“The nkisi has life; if it had not, how could it heal and help people? But the life of an nkisi is different from the life in people. It is such that one can damage its flesh (koma mbizi), burn it, break it, or throw it away; but it will not bleed or cry out… nkisi has an inextinguishable life coming from a source.”
– Nsemi Isaki, 1900
Nkisi makes objects, not tracks. Her music is densely layered and tightly crafted. Its rhythms whorl, its textures mutate. Existing in a state of constant change, these objects shape and reshape themselves, drawing heterogenous sounds and syncopations into their orbits, like nails driven into wood. Kill is Nkisi’s first collection of music to receive a physical release, although the sounds contained within seem intent on transcending the limits of their vessel.

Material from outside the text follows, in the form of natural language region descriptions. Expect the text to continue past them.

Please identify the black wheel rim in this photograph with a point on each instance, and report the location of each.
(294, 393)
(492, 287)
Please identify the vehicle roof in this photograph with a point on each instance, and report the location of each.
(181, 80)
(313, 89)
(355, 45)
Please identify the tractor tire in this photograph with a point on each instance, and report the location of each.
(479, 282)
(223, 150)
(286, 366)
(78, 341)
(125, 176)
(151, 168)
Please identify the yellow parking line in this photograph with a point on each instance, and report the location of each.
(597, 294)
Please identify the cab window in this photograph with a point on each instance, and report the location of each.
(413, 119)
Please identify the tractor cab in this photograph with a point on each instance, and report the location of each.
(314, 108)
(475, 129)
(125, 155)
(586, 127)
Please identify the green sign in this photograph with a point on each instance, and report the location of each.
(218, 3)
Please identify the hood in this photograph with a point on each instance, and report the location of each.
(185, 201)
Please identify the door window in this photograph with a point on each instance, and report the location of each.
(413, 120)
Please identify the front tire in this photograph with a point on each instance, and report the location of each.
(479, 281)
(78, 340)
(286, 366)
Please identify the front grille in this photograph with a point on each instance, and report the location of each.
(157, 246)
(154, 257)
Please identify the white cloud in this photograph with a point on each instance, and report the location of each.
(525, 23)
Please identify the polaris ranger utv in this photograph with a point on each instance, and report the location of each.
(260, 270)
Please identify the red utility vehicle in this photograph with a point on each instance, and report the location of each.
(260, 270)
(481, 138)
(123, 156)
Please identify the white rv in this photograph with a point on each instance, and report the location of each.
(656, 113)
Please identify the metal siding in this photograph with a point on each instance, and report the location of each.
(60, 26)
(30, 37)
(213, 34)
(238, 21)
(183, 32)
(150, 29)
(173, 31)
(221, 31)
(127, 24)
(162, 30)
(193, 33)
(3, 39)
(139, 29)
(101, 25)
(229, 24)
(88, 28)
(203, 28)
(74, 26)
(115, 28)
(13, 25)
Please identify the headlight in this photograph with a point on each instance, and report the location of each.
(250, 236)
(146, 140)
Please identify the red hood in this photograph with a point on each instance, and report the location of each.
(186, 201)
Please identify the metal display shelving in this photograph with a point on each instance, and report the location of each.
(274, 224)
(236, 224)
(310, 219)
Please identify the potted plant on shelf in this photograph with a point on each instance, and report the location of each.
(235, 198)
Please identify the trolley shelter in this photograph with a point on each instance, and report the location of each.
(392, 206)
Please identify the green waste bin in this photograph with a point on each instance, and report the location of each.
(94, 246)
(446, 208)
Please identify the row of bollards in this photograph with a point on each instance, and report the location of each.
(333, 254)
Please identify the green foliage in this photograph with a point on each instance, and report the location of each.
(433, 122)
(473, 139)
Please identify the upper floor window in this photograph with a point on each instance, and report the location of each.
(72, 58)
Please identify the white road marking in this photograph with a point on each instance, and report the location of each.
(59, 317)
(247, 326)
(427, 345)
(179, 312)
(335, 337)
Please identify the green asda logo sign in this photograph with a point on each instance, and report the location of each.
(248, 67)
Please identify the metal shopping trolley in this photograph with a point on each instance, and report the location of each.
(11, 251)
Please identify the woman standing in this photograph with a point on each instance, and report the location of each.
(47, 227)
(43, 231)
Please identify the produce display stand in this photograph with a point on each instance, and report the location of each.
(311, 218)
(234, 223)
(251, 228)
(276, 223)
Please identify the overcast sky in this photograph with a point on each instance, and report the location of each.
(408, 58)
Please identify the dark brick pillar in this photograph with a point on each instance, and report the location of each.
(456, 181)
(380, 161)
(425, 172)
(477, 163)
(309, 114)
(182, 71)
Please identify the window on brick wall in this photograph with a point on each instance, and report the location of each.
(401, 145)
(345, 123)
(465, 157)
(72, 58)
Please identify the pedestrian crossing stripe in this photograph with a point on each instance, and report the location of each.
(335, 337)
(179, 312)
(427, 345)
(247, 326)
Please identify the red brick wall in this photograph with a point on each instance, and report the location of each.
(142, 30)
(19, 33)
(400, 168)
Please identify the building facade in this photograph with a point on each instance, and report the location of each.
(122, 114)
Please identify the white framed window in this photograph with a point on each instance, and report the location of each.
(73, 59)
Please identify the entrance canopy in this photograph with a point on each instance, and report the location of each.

These things cover an immense amount of ground, stylistically and rhythmically, journeying through landscapes pockmarked by afro house, techno, gabber, and trance. As they go, they agglomerate new elements consistently and non-linearly, each part adding a new facet, a new optic, a new dimension. “Kill” places polymorphic drums alongside mechanized, precise claps and bass to form an airtight percussive chassis. Giddy tones cascade over its rhythms, taking on various forms: disembodied voices, placid melodies, ominous pulses. Like a mix, these objects transform, passing through phases, their emotional tenor shifting from the tranquil to the ecstatic, hopeful to mournful.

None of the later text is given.